I've been the jealous, insecure type before, and it's not a good way to be. It's not good for you long term mentally either. You will push more women away from you being the insecure, jealous/posessive type. Some women may like this type of guy, but most dont. They dont want to feel like they need to be careful with everything they do or say around other people. Nobody wants to feel that way. I'm sure you would frown on a woman for being that way with you. Sometimes checking out the 'self help' area of your local bookstore can help. However it doesnt work for everyone. Sometimes a person just needs to learn how to be as a person from living life. Some people learn, and adapt their personality and change for the better (survival of the fittest ring a bell?), and many do not.

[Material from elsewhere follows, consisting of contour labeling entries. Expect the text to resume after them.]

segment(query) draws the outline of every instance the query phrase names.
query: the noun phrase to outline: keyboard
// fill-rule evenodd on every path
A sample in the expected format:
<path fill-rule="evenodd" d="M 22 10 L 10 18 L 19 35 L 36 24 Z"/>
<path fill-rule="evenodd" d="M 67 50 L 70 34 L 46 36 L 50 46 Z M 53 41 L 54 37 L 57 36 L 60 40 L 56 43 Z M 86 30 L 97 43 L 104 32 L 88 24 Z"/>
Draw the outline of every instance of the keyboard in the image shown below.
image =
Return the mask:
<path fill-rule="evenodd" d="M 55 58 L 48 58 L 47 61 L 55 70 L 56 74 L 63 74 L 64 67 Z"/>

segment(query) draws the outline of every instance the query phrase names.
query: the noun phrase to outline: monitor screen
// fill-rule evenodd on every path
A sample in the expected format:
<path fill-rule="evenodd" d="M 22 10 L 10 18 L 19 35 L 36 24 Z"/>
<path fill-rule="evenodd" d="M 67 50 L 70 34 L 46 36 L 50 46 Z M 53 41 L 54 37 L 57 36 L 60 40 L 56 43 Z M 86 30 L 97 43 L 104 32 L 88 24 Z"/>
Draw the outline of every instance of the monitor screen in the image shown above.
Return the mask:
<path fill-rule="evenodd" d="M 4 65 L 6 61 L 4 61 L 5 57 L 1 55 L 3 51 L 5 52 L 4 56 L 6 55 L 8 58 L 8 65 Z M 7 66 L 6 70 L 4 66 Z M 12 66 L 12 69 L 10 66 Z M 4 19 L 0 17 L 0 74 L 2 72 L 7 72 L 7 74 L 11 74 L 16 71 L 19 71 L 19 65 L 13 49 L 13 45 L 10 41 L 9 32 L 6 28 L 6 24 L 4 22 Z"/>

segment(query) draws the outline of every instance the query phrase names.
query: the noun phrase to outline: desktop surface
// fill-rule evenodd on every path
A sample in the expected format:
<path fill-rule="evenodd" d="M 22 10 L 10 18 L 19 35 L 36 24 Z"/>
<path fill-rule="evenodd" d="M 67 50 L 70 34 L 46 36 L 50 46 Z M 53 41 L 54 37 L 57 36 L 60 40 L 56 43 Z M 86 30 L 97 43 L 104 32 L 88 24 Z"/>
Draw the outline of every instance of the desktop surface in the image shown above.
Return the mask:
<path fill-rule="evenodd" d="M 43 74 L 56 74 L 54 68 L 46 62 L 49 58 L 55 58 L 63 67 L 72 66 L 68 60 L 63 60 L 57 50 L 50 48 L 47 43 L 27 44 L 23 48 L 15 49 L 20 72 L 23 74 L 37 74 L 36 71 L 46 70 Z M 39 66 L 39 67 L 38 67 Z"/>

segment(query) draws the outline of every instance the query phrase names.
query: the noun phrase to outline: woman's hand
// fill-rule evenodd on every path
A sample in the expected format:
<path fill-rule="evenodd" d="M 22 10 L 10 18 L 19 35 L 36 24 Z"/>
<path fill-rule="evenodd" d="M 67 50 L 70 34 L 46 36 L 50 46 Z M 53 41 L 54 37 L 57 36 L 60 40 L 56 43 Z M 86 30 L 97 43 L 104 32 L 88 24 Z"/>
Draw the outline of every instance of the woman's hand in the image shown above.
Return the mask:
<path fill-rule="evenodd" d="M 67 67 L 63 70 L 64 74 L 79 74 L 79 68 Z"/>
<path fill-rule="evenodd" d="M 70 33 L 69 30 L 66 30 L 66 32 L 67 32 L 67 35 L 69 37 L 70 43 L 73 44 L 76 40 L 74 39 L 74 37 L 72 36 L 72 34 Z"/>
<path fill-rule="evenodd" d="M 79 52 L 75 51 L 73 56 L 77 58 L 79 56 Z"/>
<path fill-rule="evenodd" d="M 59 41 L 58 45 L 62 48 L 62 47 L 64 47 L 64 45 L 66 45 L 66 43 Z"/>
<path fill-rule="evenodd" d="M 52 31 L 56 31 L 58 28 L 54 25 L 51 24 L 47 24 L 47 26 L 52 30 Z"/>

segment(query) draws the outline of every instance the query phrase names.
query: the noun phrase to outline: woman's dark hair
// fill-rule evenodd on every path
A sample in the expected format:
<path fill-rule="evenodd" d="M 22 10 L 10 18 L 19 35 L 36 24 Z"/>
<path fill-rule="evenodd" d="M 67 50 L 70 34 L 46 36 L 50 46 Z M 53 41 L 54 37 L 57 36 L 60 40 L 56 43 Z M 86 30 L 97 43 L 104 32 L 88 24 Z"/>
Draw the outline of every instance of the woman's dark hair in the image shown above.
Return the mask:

I have a 'problem' some guys would love to have I'm sure. It took me a long time to realize this for myself, but I am in fact a good looking man. I had to embrace this concept before I realized it for myself. Not to say that you cannot be attractive to women without actually being a 'good looking' guy. The only thing a lot of these male celebrities have on me as far as so called 'looks' is usually a better hair stylist, more money, and the fact that the media has hyped them up as "the sexiest man on TV", the year, or whatever. That actor guy ...the 40 something year old that plays the "plumber" on the now popular show "Desperate Housewives" comes to my mind, as he is in fact a VERY average looking guy.
Back to my "problem". Since I have embraced the fact that I find myself attractive...and so do many members of BOTH sexes, I have become a lot more confident and outgoing. I know this because I have gone to gay clubs with friends (male and female) and I usually get hit on several times. This doesnt bug me because I'm very secure with who I am, I in fact find it very flattering, and a boost to my ego because it only re-enforces the fact that I know that I am an attractive guy.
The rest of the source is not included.